Mimo coraz bardziej widocznego zastoju w toczącej się wojnie na Ukrainie, Amerykanie przy pomocy kilku państw usiłują za wszelką cenę podgrzewać działania wojenne.


Mimo coraz bardziej widocznego zastoju w toczącej się wojnie na Ukrainie, Amerykanie przy pomocy kilku państw usiłują za wszelką cenę podgrzewać działania wojenne. Ostatnie naciski na najbogatsze państwa UE, w sprawie przekazania czołgów Ukrainie czołgów Leopard, wykazały zasadnicze różnice zdań w łonie NATO. Niemcy i Francja, tylko delikatnie mówiąc, nie wykazują entuzjazmu w sprawie dalszej eskalacji działań. Tylko nasz kraj niezmiennie naciska na dalsze prowadzenie wojny, aż do zwycięskiego dla Ukrainy zakończenia tego konfliktu. W zwarciu orężnym, Amerykanie postanowili w roku 2023 przy pomocy Europy, doprowadzić do zwycięskiego rozstrzygnięcia.
Mamy zatem, obok starć zbrojnych również wojnę propagandową, w której Rosja traktowana jest, jako coś niewyobrażalnie najgorszego. Jedno mocarstwo atomowe zalewa inne mocarstwo wiadrami nieczystości, jakby chcąc przypominać się światu o swojej czystej przeszłości. Oczywiście Rosja ma w swojej historii okresy niemożliwe do zaakceptowania, ale również Amerykanie zapisali się w swojej państwowej przeszłości niemożliwymi do zaakceptowania działaniami. Przecież dziś wciąż mówi się o czasach niewolnictwa, handlu ludźmi, ludobójstwie rdzennej ludności, segregacji rasowej, czy też wspieraniu proamerykańskich reżimów w najbliższym sąsiedztwie. Aż trudno zliczyć ile konfliktów USA wywołały od zakończenia tylko II wojny światowej. Stąd malowanie dziś przez Amerykanów tak niegodziwego obrazu Rosji przez Amerykanów, wydaje się dużym nadużyciem i nikt w stosunku do USA nie używa pojęć, że USA to kraj „ludobójców” czy „handlarzy niewolników”.

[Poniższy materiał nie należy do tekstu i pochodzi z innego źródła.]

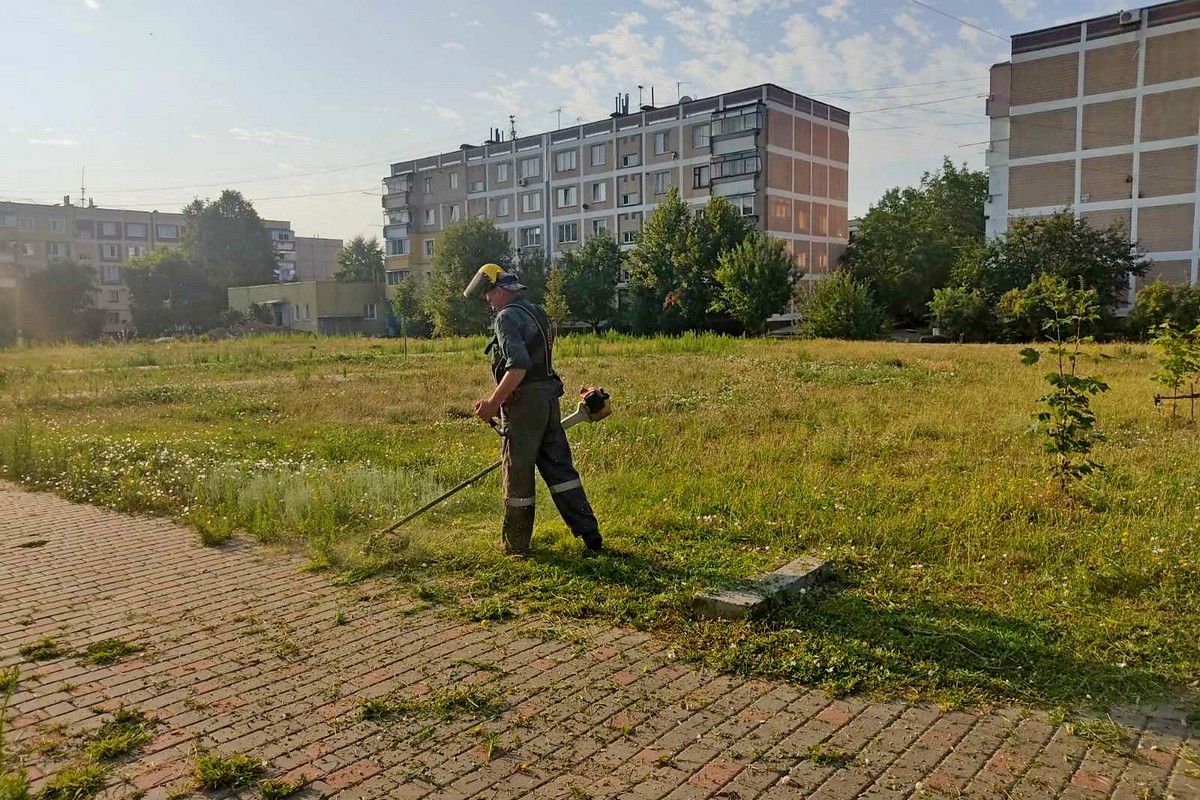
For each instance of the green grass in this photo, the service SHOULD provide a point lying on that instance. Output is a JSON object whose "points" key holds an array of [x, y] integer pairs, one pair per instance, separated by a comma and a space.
{"points": [[76, 782], [442, 703], [108, 651], [123, 734], [961, 575], [214, 770], [45, 649]]}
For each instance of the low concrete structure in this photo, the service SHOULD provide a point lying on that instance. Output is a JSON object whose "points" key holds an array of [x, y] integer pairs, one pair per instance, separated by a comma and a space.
{"points": [[324, 307], [789, 581]]}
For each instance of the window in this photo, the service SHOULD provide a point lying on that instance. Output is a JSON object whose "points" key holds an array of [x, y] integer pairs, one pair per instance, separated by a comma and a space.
{"points": [[531, 236], [568, 196], [739, 163], [531, 167], [744, 203], [565, 161], [747, 119], [568, 232]]}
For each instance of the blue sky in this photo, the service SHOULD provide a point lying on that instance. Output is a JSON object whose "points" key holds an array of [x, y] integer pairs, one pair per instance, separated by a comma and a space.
{"points": [[167, 101]]}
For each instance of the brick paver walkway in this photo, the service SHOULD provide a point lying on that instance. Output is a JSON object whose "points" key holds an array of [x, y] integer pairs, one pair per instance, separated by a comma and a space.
{"points": [[244, 655]]}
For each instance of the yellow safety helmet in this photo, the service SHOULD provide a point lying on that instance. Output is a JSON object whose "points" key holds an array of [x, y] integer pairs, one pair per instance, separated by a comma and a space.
{"points": [[490, 276]]}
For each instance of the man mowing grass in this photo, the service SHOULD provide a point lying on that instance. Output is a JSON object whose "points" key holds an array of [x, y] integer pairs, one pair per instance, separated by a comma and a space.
{"points": [[526, 400]]}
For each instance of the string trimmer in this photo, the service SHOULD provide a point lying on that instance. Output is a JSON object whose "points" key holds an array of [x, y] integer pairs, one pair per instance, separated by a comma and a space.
{"points": [[593, 407]]}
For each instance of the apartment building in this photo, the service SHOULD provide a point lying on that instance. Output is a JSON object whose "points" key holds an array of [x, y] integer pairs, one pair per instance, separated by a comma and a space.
{"points": [[34, 234], [780, 157], [1103, 116]]}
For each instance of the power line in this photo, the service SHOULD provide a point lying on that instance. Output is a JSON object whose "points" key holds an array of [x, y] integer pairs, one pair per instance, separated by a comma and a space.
{"points": [[959, 19]]}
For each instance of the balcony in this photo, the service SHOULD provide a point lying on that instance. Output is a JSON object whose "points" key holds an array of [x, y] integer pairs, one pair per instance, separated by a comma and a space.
{"points": [[395, 202], [397, 184]]}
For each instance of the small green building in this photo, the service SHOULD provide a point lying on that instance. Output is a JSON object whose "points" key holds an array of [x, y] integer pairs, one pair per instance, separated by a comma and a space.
{"points": [[324, 307]]}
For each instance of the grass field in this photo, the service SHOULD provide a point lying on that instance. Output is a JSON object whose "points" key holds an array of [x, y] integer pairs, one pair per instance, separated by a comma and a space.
{"points": [[961, 575]]}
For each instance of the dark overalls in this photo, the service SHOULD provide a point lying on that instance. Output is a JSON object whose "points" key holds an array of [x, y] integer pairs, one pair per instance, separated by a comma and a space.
{"points": [[534, 432]]}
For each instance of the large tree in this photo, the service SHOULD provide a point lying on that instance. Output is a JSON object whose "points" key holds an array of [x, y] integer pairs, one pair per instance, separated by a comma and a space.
{"points": [[589, 280], [172, 294], [228, 241], [360, 262], [906, 244], [1057, 245], [655, 264], [460, 251], [59, 302], [755, 281]]}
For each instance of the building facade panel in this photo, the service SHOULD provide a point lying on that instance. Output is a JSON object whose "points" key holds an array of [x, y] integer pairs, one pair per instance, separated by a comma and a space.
{"points": [[1045, 79], [1041, 185], [1107, 178], [1108, 125], [1170, 114], [1173, 56], [1043, 133], [1168, 172], [1110, 68]]}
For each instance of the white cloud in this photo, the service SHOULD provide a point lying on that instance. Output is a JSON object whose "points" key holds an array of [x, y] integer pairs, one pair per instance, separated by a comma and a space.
{"points": [[265, 137], [835, 11], [1019, 8]]}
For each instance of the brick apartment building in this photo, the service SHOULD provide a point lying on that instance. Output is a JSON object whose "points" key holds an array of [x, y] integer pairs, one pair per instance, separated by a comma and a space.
{"points": [[780, 157], [34, 234], [1103, 116]]}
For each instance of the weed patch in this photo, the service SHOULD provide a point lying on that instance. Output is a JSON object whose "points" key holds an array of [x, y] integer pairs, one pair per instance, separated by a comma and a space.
{"points": [[108, 651], [45, 649], [214, 770]]}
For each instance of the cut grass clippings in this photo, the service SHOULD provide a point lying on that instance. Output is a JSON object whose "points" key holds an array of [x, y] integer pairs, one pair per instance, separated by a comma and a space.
{"points": [[960, 573]]}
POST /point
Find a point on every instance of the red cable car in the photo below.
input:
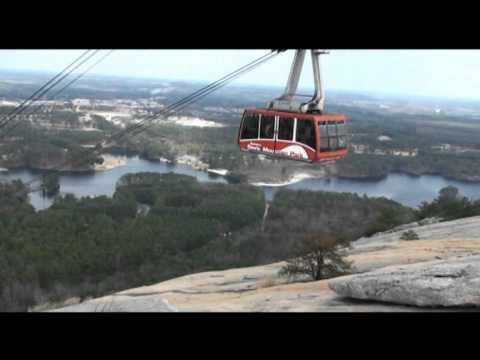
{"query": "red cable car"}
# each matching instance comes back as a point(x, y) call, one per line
point(293, 130)
point(296, 136)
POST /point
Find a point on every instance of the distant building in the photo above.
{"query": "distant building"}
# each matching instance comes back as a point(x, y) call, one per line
point(384, 138)
point(81, 102)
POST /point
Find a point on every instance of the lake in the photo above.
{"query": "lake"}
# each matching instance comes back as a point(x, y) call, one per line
point(406, 189)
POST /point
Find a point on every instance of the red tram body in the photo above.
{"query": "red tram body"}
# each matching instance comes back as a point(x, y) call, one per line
point(296, 136)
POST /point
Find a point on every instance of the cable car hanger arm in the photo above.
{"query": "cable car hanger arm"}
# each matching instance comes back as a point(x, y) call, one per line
point(286, 101)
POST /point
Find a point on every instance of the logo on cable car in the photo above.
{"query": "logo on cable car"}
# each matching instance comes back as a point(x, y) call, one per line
point(294, 151)
point(254, 146)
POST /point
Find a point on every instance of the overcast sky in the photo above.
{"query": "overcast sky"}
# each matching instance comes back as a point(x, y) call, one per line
point(444, 73)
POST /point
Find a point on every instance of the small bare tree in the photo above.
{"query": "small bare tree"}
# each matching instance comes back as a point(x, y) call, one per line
point(318, 256)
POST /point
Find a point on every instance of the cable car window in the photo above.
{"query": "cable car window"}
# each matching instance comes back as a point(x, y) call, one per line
point(342, 135)
point(306, 133)
point(285, 128)
point(250, 126)
point(267, 125)
point(324, 145)
point(333, 135)
point(341, 129)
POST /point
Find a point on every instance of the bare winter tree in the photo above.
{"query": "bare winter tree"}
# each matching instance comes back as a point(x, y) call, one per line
point(318, 256)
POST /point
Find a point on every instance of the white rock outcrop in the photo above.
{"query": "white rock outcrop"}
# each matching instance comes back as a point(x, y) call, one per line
point(448, 283)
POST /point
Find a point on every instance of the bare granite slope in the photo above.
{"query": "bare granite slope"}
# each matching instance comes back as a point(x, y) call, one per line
point(260, 289)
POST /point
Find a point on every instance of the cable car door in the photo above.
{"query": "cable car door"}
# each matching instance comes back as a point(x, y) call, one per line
point(295, 139)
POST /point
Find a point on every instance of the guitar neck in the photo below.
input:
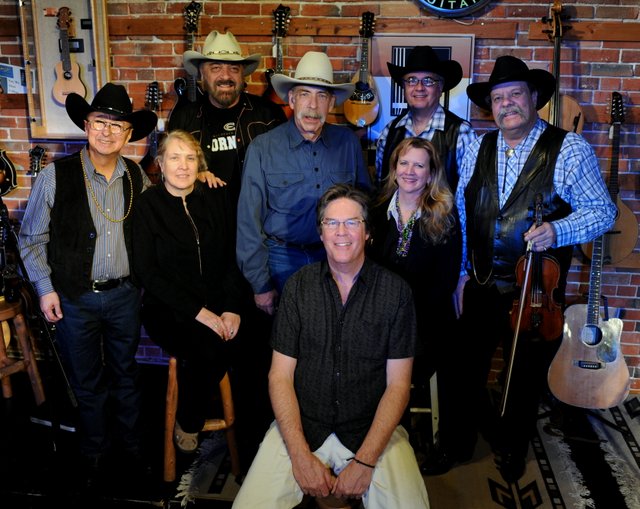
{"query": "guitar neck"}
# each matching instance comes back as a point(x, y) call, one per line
point(595, 280)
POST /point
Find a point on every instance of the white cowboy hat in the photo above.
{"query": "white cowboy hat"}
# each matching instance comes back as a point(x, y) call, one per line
point(314, 69)
point(220, 48)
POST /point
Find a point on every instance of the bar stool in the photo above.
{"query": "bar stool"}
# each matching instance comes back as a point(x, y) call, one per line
point(11, 314)
point(225, 423)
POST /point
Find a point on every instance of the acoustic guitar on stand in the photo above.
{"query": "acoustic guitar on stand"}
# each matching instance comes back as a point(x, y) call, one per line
point(562, 110)
point(187, 88)
point(67, 72)
point(281, 19)
point(362, 108)
point(620, 241)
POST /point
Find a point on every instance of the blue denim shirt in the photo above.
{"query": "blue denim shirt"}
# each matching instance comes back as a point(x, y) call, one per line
point(283, 178)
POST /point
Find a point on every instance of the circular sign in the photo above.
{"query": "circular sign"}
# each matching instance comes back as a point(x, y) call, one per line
point(453, 8)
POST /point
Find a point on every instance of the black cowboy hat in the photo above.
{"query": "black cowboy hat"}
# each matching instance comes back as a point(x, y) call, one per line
point(509, 68)
point(111, 99)
point(425, 59)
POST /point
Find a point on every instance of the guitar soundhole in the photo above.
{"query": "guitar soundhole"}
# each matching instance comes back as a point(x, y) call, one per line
point(591, 335)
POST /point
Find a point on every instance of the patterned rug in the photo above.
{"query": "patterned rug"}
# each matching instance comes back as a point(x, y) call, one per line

Tocząca się wojna na Ukrainie przekroczyła obecnie ustanowione konwencjami normy, a stopień nienawiści, jaki propagują Ukraińcy w stosunku do żołnierzy rosyjskich spowodował, że ci ostatni w beznadziejnych sytuacjach, wybierają rozerwanie się granatem, niż przewidywane bestialstwa w ukraińskiej niewoli, które również zazwyczaj kończą się śmiercią. Ukraińcy do tego się nie przyznają, ale Rosjanie takie podejmują decyzje. Dlatego tę wojnę należy jak najszybciej zakończyć i dalsze zbieranie w Europie czołgów nie ma żadnego sensu.
Możemy oczywiście wierzyć w propagandę prezydenta Ukrainy, który w kolejnej odsłonie propagandowej powiedział:” – Musimy wygrać. Po prostu nie mamy innej szansy na uratowanie państwa. Nie mamy innej szansy na pozostanie obywatelami Ukrainy”. To jest przecież totalna bzdura. Na pewno szanse prezydenta Zełeńskiego na dalsze pozostanie prezydentem Ukrainy są żadne, ale Rosjanie i Ukraińcy pod jednym berłem i władzą byli od kilku wieków i razem walczyli w wojnach i agresjach.
Brak pełnego poparcia ze strony Niemiec i Franci dla dalszej eskalacji tego konfliktu, nie oznacza, że to Amerykanie maja rację. Państwa europejskie myślą o własnej przyszłości, a ich narody już teraz przypominają im, że do czasu wejścia Amerykanów na Ukrainę, ich relacje z Rosją zapewniały im pokój i dobrobyt. Dlatego pod przymusem zamierzają udzielać Ukrainie ograniczonego wsparcia.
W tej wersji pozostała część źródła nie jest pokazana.